Les passagers sont de 2 types : les voyageurs qui vont d’une île vers une autre et les croisiéristes qui embarquent ou débarquent d’un paquebot. Les croisiéristes sont également de 2 types : ceux qui commencent ou finissent une croisière à Fort-de-France (croisière « basée ») et ceux qui sont en escale à la journée (dits aussi en transit) ayant embarqué dans un autre port.
Définitions
Clinker : constituant du ciment en forme de nodules durs et cristallisés.
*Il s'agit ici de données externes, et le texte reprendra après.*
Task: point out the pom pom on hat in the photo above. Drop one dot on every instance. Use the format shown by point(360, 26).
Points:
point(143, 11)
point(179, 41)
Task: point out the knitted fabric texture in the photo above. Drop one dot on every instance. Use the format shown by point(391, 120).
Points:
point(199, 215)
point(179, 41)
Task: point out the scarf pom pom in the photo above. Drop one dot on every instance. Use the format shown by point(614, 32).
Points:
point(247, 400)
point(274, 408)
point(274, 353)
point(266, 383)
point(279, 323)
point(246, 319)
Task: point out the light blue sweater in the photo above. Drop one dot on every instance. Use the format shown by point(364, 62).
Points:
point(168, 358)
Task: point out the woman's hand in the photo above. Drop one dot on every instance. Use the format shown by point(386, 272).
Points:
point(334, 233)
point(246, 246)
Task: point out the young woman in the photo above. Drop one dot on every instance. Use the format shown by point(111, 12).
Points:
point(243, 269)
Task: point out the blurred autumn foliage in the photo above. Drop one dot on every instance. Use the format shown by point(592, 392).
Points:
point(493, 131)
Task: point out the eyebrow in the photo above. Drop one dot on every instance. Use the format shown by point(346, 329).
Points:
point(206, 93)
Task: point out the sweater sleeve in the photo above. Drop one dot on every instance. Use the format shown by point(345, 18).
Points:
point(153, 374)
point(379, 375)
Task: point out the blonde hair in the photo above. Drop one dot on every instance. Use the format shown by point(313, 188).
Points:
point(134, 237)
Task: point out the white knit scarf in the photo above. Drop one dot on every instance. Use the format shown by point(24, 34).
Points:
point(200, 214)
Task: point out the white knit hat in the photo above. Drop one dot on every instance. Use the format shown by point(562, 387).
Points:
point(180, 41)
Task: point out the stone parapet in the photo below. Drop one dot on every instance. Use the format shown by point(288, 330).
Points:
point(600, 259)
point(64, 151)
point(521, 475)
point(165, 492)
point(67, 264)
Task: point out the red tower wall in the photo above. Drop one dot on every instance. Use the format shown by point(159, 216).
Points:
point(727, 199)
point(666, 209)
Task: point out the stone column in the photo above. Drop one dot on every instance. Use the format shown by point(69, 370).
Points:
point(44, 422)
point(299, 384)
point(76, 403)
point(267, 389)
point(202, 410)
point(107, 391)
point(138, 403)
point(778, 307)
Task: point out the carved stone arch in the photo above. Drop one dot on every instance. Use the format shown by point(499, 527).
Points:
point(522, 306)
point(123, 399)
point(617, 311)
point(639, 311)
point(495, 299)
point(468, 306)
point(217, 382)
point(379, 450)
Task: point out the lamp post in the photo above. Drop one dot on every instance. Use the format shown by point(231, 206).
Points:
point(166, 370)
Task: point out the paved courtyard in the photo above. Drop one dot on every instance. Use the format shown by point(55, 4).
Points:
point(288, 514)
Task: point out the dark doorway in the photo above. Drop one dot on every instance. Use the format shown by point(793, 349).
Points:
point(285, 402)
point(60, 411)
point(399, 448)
EVP (Équivalent Vingt Pieds) : unité de mesure pour exprimer une capacité de transport, multiple du volume standard occupé par un conteneur qui regroupe à la fois les 20 pieds et les 40 pieds. Un conteneur de 20 pieds mesure 2,6 mètres (8,5 pieds) de haut par 2,4 m de large (8 pieds) et 6,1 m (20 pieds) de long pour une capacité d’environ 38 m³.
Ro-Ro ou roulier : cette appellation vient de l'anglais « Roll-On, Roll-Off » signifiant littéralement « roule dedans, roule dehors ». Les Ro-Ro, sont des navires utilisés pour transporter des véhicules, chargés grâce à une ou plusieurs rampes d'accès. On les dénomme ainsi pour les distinguer des navires habituels où les produits sont chargés à la verticale par des grues « lo-lo » (lift-on, lift-off).
Transbordement : déchargement et rechargement de marchandises d’un navire sur l’autre dans un délai court.